– Кто он, кто он?

Кто он – странно близко знакомо лицо его, нос его, облик его, походка его, жизнь и страдания его – кто он?

– Он – Гоголь, – крикнул он и в лихорадке, в ознобе написал следующее:

«Однажды один гражданин
вышел на улицу один
на одну улицу
и видит
идет
кто-то идет сутулится
не то пьяный не то больной
в крылатке
– а улица была Арбат
где хитрые и наглые
бабы – сладки и падки
на всякие новшества и деньги
они сначала думали, что это тень Гюи
де Мопассана
но подойдя к прохожему
лишили его этого сана
лишь увидев, что вид его нищ
волос – сед, одет довольно плохо
в крылатке
а так как они были падки
только на новшества
на деньги
и на тень Гюи
то они и исчезли
отвалили
чтобы вести шухер-махер
со смоленской фарцой
а вышедший однажды на улицу гражданин сказал
– Вы, приятель, постойте-ка
только не подумайте, что я нахал
но хоть и вид Ваш простой и сами Вы – голь
не есть ли Вы Николай Васильевич Гоголь.
Тут какой-то посторонний негодяй как захохочет
– Ха-ха-ха.

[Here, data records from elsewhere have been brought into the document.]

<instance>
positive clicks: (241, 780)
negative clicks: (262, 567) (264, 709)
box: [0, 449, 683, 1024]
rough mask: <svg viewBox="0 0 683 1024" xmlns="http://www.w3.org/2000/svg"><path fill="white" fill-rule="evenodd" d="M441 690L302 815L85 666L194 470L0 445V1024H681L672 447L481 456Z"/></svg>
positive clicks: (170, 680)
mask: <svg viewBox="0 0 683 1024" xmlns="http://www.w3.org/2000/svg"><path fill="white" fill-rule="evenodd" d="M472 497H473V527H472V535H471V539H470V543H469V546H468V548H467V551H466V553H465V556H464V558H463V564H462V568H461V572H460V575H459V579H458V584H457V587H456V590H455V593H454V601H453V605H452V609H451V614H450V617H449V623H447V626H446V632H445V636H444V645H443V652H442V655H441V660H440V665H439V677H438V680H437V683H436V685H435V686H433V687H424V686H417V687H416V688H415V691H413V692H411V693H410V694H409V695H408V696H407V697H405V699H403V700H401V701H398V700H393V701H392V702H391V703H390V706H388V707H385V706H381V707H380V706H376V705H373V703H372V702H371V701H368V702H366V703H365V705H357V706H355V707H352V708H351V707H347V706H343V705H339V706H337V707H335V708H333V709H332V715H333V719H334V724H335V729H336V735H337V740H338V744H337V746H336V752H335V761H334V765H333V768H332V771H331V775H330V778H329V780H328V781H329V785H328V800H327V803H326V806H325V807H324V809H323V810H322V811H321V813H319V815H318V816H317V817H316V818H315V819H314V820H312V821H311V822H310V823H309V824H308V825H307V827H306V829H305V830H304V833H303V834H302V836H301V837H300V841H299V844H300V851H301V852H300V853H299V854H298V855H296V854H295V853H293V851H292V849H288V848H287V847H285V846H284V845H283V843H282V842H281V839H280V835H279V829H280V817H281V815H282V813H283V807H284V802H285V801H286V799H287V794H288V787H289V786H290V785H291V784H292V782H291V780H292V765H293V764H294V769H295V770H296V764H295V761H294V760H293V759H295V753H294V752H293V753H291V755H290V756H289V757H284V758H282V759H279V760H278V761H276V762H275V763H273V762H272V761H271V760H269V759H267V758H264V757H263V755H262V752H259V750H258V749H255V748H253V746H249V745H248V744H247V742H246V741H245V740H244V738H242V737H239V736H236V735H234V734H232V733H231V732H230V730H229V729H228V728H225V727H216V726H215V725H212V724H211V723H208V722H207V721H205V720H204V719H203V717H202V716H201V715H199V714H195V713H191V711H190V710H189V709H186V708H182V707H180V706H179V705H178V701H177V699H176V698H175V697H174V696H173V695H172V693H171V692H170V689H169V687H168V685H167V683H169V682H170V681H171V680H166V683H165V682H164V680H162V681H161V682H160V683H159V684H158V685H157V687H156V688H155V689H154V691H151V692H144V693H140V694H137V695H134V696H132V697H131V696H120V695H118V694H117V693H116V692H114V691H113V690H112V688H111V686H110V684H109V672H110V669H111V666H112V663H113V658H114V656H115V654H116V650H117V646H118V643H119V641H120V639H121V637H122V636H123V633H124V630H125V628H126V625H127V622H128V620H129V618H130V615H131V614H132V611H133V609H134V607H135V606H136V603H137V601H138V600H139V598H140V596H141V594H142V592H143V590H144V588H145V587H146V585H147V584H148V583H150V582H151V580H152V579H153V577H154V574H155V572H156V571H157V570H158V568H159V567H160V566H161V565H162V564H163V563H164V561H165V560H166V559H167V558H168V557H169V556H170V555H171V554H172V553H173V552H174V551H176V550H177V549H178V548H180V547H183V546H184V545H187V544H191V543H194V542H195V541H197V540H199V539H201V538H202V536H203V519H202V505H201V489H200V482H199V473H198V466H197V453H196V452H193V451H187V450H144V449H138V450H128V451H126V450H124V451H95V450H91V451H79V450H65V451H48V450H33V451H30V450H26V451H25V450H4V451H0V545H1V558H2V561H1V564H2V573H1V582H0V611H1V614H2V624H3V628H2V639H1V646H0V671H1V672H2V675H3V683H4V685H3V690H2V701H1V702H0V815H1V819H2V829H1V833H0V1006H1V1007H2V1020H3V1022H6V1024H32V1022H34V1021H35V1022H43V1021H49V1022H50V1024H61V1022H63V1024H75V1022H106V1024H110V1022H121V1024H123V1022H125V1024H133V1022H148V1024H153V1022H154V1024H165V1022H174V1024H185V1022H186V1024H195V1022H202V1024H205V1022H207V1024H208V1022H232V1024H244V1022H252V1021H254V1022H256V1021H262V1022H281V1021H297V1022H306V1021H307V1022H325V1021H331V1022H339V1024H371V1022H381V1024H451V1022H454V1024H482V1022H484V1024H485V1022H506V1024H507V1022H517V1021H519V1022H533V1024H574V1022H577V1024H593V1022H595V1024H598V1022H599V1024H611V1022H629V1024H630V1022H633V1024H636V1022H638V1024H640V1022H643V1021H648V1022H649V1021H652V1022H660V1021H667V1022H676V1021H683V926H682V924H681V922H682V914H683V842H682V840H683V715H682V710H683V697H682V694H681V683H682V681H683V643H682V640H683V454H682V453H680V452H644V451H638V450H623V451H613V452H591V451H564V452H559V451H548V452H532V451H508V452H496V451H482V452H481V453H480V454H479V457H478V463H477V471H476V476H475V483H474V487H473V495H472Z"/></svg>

Хи-хи-хи. Голь.
И еще
– Ха-ха-ха. Гоголь,
пьешь ли ты свой моголь?
Гоголь тихо так просто и грустно говорит
– Да это действительно я. Я подвергался там оскорблениям.
Вот почему мое сердце горит,
и я не мог примириться со своим общественным положением.
Я ушел из памятников
и стал обычный гражданин,
как Вы,
вышел и вот
сейчас себе найду подругу
жизни.
Да
Я хочу жить так,
потому что книжки свои
я все уже написал,
и они все в золотом фонде мировой
литературы.
Я же устал.
Я устал.
Я же хочу жить вне культуры».

7

Счастливый и озаренный, автор вышеприведенных гениальных строк несомненно сотворил еще бы что-нибудь гениальное, он даже собирался это немедленно сделать, но тут, к сожалению, на специально приготовленный для этой цели новый и тоже белый лист бумаги упала чья-то серая черная тень.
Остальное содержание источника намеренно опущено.